Afkopen of omzetten pensioen eigen beheer ex-partner dga

In V&A 18-001 beantwoordt het CAP de vraag of een ex-partner van een DGA het in eigen beheer verzekerde pensioen kan afkopen of omzetten in een oudedagsverplichting (ODV). Uitgangspunt is de situatie waarbij de echtscheiding in het verleden heeft plaats gevonden. Daarbij is het pensioen verevend conform de standaardverevening van de  Wet verevening pensioenrechten bij scheiding (Wet VPS). De ex-partner heeft daarbij het recht op uitbetaling van 50% van te verevenen ouderdomspensioen verkregen. Daarnaast heeft de ex-partner
een aanspraak op een bijzonder partnerpensioen in de zin van artikel 3a Wet VPS verkregen. Het CAP concludeert dat de ex-partner het betreffende deel van het ouderdomspensioen niet kan afkopen of omzetten in een ODV. Dit kan alleen als de ex-partner een eigen aanspraak heeft gekregen via conversie.

 

De conclusie van het CAP is dat de eigen pensioenaanspraken van de ex-partner kunnen worden afgekocht of omgezet in een ODV. Er zijn vanuit fiscaal-juridisch oogpunt dus geen belemmeringen. Maar het blijft de vraag of afkoop of omzetting in de praktijk wel mogelijk is. Het pensioen is in eigen beheer verzekerd en de BV is de uitvoerder.
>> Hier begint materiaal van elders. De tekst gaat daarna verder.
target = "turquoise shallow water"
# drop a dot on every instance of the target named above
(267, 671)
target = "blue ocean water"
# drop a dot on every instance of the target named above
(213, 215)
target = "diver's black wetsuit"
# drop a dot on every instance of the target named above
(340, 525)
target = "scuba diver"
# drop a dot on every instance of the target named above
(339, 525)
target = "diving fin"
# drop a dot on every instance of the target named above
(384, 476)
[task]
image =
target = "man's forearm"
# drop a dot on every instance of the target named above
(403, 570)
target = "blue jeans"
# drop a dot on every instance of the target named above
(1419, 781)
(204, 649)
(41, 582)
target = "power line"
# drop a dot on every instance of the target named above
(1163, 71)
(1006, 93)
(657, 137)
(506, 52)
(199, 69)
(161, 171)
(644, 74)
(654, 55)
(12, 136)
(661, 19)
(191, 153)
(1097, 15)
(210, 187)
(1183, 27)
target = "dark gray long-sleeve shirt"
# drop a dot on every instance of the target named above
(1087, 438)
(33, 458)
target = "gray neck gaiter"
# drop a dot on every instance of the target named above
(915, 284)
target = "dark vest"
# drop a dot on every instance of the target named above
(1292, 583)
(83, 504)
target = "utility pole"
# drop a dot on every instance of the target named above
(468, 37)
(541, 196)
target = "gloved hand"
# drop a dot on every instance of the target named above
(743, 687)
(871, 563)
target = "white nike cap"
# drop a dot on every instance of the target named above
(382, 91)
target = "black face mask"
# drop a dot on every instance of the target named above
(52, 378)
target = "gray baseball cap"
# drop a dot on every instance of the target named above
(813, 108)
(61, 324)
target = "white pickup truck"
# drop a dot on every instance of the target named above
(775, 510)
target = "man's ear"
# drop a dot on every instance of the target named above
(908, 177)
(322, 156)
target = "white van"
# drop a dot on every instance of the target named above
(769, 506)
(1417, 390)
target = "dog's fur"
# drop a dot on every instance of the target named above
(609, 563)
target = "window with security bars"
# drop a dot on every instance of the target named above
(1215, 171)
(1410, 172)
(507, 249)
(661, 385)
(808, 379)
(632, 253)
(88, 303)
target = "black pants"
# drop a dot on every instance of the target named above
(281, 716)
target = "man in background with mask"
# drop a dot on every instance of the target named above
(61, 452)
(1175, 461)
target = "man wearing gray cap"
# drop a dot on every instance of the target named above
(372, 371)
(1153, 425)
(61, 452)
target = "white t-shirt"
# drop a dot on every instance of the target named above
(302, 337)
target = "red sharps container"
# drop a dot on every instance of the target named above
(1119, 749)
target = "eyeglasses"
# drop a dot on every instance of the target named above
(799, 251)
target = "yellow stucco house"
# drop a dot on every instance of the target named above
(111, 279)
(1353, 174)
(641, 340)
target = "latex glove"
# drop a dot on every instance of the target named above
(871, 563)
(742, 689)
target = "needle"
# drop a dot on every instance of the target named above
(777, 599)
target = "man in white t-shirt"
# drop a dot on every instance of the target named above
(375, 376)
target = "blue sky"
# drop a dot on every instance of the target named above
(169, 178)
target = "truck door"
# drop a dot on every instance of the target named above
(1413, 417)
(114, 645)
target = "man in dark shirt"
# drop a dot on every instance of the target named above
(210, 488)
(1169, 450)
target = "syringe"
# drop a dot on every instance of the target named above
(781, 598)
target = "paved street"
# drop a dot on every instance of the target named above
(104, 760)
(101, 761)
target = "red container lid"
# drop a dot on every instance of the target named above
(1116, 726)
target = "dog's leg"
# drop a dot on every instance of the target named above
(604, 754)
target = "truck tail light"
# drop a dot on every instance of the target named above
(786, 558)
Slechts als de BV (feitelijk de ex-partner/DGA) instemt met een dergelijk verzoek, behoort afkoop of omzetting tot de mogelijkheden. Het lijkt ons dat de BV zal willen meewerken omdat de BV dan door afstempeling van een deel van haar verplichtingen ontslagen wordt. Ter voorkoming van schenkingsaspecten zullen hierover afspraken gemaakt moeten worden.

 

Het antwoord van het CAP is ook van belang voor ex-partners die de eigen pensioenaanspraak via de omvorming in een ODV willen omzetten in een lijfrente. De ODV-regels staan immers omzetting in een lijfrente toe. Weet dat een BV geen toegestane uitvoerder is van een lijfrente. Het bedrag van de ODV zal dan dus extern moeten worden ondergebracht. Er kan een lijfrente worden aangekocht bij een toegelaten lijfrente-uitvoerder, zoals een verzekeraar, een bank of een beleggingsinstelling.

 

Bron: Nieuwsbrief Fiscaal Juridisch Adviesbureau, Nummer 173 – februari 2018.